Le silence de la nuit et les mots.

La nuit est calme, l'avenue marchande où se trouve mon immeuble est déserte. Une fine pluie ne cesse de tomber. Un froid timide suit le vent, un bruit fin s'entend de son souffle caressant les façades de murs inertes, bien humectés de ces gouttelettes d'en haut. Le temps est maussade, la chaussée enduite d'eau se voit abandonner à la solitude, la ballade est orpheline sur le parvis de l'instant nocturne. Le silence règne en imperturbable souverain malgré que s'entendent quelques pas téméraires déchirant et incisant son pouvoir mythique. 

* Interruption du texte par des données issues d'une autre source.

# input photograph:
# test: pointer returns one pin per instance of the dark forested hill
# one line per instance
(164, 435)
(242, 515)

Avec l'obscurité pendante, les lampadaires luisent sur des étendues publiques, qui resplendissent de lumière devant l'assaut permanent du noir ambiant. Les bâtiments du centre-ville semblent au repos avec l'absence des va et vient incessants des hommes, quelques roms se hâtent de prendre place non loin du palais de justice; les mains remplies de bière qu'ils ne cessent d'ingurgiter malgré la température aigre. Frileux, je marche avec hâte aussi, l'air empressé de disparaitre derrière les murs de la demeure où j'habite, afin de ne point soumettre mon corps à une épreuve qu'il ne sait supporter. Dans ma tête, un texte dandine depuis le matin: des mots en suspens retentissent. Des mots comme maigre, pègre, nègre, terre, pauvre, mièvre, lèvre, et bien d'autres encore s'entrechoquent dans les dédales de mon cerveau, titillant l'inspiration qui semble être séduite par la redondance des sons et des tons. Une envie subite d'écrire chatouille la modeste main plongée dans ma poche. 

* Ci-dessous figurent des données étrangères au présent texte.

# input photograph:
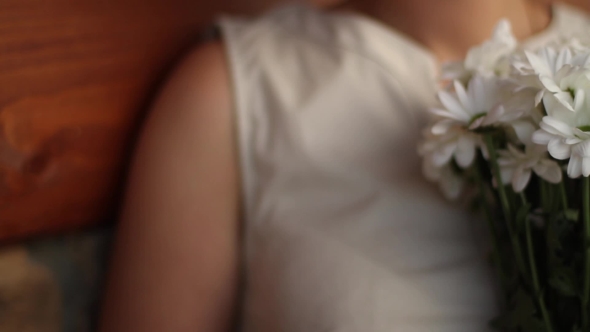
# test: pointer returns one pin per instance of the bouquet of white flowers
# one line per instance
(514, 126)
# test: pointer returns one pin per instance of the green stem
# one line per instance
(518, 252)
(497, 257)
(563, 195)
(586, 216)
(535, 275)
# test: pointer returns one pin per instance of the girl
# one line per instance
(277, 188)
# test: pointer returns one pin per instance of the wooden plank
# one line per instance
(74, 75)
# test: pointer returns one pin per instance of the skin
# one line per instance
(175, 263)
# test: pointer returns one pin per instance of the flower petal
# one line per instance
(524, 131)
(558, 149)
(442, 127)
(465, 152)
(542, 137)
(539, 65)
(574, 167)
(453, 106)
(548, 170)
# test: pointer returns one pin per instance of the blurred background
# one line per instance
(76, 77)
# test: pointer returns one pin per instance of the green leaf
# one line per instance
(563, 280)
(520, 316)
(522, 216)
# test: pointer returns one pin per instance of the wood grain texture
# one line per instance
(74, 76)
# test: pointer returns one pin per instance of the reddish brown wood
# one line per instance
(74, 75)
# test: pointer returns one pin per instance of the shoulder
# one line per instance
(196, 93)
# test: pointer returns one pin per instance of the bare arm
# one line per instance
(175, 261)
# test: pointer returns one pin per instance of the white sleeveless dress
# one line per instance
(341, 231)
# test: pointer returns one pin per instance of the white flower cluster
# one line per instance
(539, 100)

Émerge de mon esprit aussi une succession des combinaisons cherchant une symbolique, un message induit de simplicité à la lecture, infusant à l’être une certaine légèreté utile dans son assimilation où une certaine quiétude prend quartier dans les abysses de l’âme. Ainsi, je hâte les pas pour ne point perdre ce bouillon, qui traverse ma tête avec son avalanche de mots et des sens, afin d'immortaliser cette composition sortie de cette interaction entre le monde et ma modeste sensibilité: une insémination silencieuse.
Une fois devant la table de bois, le papier bien vierge me regarde afin que je déverse la lettre de cette inspiration; ma main essaie de la traduire avec fidélité pour que la satisfaction remplisse mon être.   
Dans ce silence plein qui remplit la nuit, l’ouïe ne perçoit plus que le glissement de mon stylo, dont l'encre est entrain d'inscrire sur la feuille blanche et réceptive les différentes palabres que je griffonne.